Net sales for the first nine months of 2016 were $103.5 million, compared to $110.2 million for the same period in 2015. Net income for the first nine months of 2016 was $5.1 million, or $0.82 per diluted share, compared to $4.0 million, or $0.64 per diluted share during the same period in 2015, an increase of 29%.
August Vlak, President and CEO added that “our businesses have executed well in the face of a significant and sustained downturn in the class 8 truck market and a secular decline in the mining industry by expanding into new markets and building a sustainable pipeline of new business opportunities for 2017 and beyond. The elimination of one-time costs of $1.4 million net of tax, associated with the proxy contest in the first half of 2015, also contributed to an improvement for the first nine months of 2016 over the same period in 2015.
“The Industrial Hardware segment sales were down 7% in the third quarter compared to the same period in 2015, primarily as a result of slow sales in our composite panels business. In the face of a decline in its core markets, our composite panels business has continued to build our sales and engineering capabilities in North Carolina to pursue additional opportunities in other transportation as well as architectural applications.”
Mr. Vlak continued that “In our Security Products segment, third quarter and first nine months of 2016 sales were 2% below and 1% above the same period last year, respectively. Income before taxes was up 30% and 70% compared to the third quarter and first nine months of 2015, respectively, as a result of strong performance in our supply chain and our ability to take advantage of favorable currency trends. In the second quarter, we invested in an upgrade of our capabilities at Argo Transdata, which is part of our Security Products segment. Argo delivered solid sales and income growth in the third quarter over the same period in 2015.”

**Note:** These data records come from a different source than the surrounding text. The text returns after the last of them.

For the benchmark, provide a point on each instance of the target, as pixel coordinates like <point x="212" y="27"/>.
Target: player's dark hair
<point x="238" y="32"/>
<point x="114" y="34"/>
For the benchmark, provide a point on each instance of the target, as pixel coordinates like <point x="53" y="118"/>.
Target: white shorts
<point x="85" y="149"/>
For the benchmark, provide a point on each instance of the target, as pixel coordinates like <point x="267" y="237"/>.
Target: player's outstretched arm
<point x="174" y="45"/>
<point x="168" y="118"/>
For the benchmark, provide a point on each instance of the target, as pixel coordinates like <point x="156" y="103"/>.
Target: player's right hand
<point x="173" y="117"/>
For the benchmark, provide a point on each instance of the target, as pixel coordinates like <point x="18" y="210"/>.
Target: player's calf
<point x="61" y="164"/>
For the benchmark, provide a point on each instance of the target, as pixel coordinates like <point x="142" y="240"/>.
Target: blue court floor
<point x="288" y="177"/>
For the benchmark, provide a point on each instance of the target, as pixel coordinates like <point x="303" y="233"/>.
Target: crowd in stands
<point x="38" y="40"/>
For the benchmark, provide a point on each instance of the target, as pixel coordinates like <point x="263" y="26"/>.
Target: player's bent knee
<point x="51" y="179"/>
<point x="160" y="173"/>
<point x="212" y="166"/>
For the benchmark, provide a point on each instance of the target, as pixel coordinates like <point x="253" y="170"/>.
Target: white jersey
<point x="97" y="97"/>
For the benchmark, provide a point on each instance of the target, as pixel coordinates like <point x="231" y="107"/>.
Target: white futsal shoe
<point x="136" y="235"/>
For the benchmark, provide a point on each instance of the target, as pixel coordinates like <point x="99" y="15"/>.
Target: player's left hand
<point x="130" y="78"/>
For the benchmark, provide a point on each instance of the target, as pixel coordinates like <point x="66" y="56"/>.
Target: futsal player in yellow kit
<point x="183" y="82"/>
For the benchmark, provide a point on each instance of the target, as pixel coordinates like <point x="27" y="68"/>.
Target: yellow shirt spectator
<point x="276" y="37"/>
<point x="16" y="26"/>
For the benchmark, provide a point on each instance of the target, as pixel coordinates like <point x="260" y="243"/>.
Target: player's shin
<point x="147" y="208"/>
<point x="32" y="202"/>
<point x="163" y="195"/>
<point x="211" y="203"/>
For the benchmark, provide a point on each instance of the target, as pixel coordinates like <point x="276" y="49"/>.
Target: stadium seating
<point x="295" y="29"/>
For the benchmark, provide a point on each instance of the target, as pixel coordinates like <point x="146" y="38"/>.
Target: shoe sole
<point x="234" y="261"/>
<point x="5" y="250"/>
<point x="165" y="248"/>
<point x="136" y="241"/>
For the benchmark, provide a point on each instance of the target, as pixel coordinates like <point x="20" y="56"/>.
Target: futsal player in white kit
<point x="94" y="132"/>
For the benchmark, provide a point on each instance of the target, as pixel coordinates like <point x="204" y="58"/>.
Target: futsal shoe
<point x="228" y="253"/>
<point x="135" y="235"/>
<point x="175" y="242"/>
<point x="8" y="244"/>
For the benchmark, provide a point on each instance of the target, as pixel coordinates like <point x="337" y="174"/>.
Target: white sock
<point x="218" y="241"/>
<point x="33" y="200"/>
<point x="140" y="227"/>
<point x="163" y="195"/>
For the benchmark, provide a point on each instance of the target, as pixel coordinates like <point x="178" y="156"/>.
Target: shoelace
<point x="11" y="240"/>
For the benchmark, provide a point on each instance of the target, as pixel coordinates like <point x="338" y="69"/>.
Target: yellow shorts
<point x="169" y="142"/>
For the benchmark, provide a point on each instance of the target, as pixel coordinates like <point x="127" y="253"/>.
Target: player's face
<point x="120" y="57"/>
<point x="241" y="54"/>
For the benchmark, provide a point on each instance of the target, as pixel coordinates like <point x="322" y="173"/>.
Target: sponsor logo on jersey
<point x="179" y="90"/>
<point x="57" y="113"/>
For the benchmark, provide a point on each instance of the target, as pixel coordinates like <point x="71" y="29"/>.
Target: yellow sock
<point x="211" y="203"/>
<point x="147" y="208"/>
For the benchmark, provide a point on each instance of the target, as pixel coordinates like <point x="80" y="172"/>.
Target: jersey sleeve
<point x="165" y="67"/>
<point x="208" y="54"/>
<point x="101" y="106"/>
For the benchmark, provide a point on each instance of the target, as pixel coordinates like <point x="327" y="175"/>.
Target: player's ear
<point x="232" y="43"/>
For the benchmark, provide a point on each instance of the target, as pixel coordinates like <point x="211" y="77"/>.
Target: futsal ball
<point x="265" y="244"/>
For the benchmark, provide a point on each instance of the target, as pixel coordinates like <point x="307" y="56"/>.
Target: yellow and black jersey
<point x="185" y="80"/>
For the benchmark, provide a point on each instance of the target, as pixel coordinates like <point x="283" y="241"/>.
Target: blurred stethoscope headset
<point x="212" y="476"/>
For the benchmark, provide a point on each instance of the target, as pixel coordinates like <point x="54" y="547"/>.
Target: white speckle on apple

Mr. Vlak also said that “Net sales in the Metal Products segment were 23% below the same period last year, consistent with performance in prior quarters, due to persistent pressure in the US coal industry. The segment generated $76 thousand in earnings in the third quarter. This is the first quarter of positive earnings for the Metal Products segment this year.”
Mr. Vlak continued, “the Company generated $9.0 million of cash from its operations, in the first nine months of 2016, as a result of disciplined capital management. The improvement in cash flow in 2016 is primarily the result of increased earnings during the period and the impact from inventory reduction initiatives. In addition, our decision to freeze our pension plan effective May 31, 2016 not only strengthens our balance sheet but also contributed $0.11 and $0.17 per diluted share in the third quarter and the nine-month period ending October 1, 2016.”
“The Company continues to make steady progress on three parts of its strategy, including optimizing its portfolio, strengthening execution in each of its businesses, and building its balance sheet,” said Mr. Vlak. He stated that “our team has built a solid pipeline of M&A opportunities and we have been evaluating potential transactions that can improve returns and accelerate growth of our business,” Mr. Vlak concluded. “Our businesses are preparing plans for 2017 and beyond. As part of our efforts to strengthen execution, we have asked our each of our businesses to identify multi-year growth opportunities – leveraging their presence with customers, finding new end-markets for our products, or identifying ways to re-invent our core offerings. We are encouraged by the work that is being completed by our businesses and look forward to sharing our plans.”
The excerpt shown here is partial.